I agree. I always said that the only way to fight piracy would be to provide a better service than the pirates. Things like Steam, GOG etc made me finally stop pirating games, as the better pricing (and frequent discounts), and the excellent convenience of things like digital copies, download speeds, cloud saving, auto updates, etc was just too good.
Same when Netflix appeared, it costed 12$ in my country, I gladly pay it to avoid having to keep schedule on where my favourite shows and movies are released, get the torrents, hunt subtitles.
But the entertainment industry just couldn't call it a win, and is pushing it too far.
Too many games are now sold in 12$ chunks called "DLC" and are starting to cost up to 100/150$ or even more to get the "full" game.
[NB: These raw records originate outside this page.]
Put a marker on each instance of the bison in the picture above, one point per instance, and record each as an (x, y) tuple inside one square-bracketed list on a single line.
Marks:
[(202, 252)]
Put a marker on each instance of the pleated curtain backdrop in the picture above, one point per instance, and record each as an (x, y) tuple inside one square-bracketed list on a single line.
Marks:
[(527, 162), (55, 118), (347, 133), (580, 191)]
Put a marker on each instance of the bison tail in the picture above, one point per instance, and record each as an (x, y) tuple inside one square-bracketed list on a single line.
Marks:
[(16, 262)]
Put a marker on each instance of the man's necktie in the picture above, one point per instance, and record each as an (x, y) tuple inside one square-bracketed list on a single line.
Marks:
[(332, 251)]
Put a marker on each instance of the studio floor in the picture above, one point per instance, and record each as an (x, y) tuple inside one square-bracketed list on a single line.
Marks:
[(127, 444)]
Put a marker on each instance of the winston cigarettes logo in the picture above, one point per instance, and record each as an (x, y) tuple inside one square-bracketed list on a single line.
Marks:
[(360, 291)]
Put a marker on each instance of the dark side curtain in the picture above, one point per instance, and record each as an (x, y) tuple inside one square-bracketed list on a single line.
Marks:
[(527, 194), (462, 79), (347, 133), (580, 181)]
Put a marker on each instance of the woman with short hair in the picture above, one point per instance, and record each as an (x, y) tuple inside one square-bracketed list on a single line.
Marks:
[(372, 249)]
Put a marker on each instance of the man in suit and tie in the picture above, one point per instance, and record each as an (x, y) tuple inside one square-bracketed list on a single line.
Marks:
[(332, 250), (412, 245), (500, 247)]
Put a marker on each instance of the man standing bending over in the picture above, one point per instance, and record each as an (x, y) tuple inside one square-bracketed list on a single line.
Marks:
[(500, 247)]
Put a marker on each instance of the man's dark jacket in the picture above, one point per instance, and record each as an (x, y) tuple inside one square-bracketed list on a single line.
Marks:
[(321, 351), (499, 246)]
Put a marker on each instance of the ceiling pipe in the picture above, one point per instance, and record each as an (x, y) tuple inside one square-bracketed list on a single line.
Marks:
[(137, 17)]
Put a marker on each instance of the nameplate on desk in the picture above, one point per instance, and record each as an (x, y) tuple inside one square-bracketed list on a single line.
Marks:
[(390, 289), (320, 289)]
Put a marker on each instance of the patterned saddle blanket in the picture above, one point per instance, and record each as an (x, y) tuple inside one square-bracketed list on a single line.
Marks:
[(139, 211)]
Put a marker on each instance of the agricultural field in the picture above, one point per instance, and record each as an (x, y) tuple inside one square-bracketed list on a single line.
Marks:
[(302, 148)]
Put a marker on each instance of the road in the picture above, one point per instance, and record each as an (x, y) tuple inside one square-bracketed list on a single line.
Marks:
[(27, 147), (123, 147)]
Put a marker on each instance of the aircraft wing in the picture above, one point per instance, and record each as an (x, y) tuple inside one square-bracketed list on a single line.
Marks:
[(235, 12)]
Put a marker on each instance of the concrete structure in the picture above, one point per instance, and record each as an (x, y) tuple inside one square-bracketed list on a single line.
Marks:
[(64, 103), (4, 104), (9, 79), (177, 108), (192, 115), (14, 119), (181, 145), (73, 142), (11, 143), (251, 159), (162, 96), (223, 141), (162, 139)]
An increasing number of publishers are cutting their games into these chunks more and more. And suddenly the torrent temptation is coming back again. I remember when a game "expansion" was a significant amount of new content (think Dawnguard or Dragonborn expansions for Skyrim). Now a similarly priced DLC is something like a couple new animals for Planet Zoo (you know it's coming), or a new race for Stellaris.
Same for streaming services, now there's already a bunch of them, content is being split between them as "exclusives", and while I'll gladly pay 12$ or even 20/30$ for a streaming service where I could watch anything I wanted, I sure as heck won't be paying 10/15% for each of the 10+ increasing different services. And like in games, I'm already feeling the torrent temptation coming back.